Bahan fabrikasi yang kini tengah dikembangkan terdiri dari dinding, kusen dan struktur rumah itu sendiri. Bahan ini juga dirancang dengan material khusus seperti styrofoam dan sabut kelapa demi terciptanya bahan yang ringan namun tetap kokoh.
Cepatnya pembangunan rumah fabrikasi memungkinkan pembangunan 50 unit rumah tipe 36 dengan 20 pekerja hanya dikerjakan dalam dua bulan. Keunggulan ini menjadi hal penting dalam realisasi program satu juta rumah yang hanya membutuhkan waktu lima tahun. "Kalau mau membuat model fabrikasi sendiri tinggal menambah sekitar sembilan pekerja lagi," tuturnya.
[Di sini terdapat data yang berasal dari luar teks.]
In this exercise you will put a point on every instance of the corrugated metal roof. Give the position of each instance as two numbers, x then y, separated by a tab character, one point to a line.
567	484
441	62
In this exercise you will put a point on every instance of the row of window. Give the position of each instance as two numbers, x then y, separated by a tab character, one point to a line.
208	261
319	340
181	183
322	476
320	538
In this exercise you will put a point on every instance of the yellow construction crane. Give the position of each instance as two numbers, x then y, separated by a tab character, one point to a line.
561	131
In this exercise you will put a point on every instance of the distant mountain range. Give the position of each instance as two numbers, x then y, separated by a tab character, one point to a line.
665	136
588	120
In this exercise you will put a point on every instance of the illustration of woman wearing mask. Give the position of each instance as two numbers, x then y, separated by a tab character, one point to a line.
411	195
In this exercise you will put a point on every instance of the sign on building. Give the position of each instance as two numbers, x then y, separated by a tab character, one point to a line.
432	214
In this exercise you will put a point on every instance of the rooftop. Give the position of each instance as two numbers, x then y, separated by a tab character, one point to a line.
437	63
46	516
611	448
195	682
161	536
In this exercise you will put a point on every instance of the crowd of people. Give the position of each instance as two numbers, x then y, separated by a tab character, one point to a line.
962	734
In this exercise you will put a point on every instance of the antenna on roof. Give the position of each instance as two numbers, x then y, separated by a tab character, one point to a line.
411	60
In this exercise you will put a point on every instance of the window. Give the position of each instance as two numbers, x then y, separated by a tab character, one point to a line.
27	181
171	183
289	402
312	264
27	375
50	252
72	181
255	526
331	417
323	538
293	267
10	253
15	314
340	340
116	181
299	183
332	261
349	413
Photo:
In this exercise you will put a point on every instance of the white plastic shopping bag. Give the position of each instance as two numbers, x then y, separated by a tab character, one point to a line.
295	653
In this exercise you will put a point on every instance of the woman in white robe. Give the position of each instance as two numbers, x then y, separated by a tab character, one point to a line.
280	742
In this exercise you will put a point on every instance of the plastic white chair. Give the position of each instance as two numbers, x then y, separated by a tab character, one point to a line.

Sayangnya, riset rumah fabrikasi ini masih sangat kurang. Beberapa riset masih perlu dikembangkan untuk menutup kekurangan rumah fabrikasi, seperti modelnya yang terbatas dan strukturnya yang kurang rapi. Selain itu masyarakat juga masih belum familiar dengan rumah fabrikasi ini.
Tak hanya itu, ayah dua anak ini juga menjelaskan kurangnya pasar yang menjadi salah satu penghambat pengembangan rumah fabrikasi. Banyak pihak kontraktor yang masih mengeluhkan mahalnya harga bahan fabrikasi.
"Lagi-lagi riset sangat penting di sini. Sarjana teknik sipil masih terlalu fokus dengan jembatan, bangunan tinggi dan jalan padahal rumah fabrikasi masih butuh perhatian," pungkasnya. (arn/pus)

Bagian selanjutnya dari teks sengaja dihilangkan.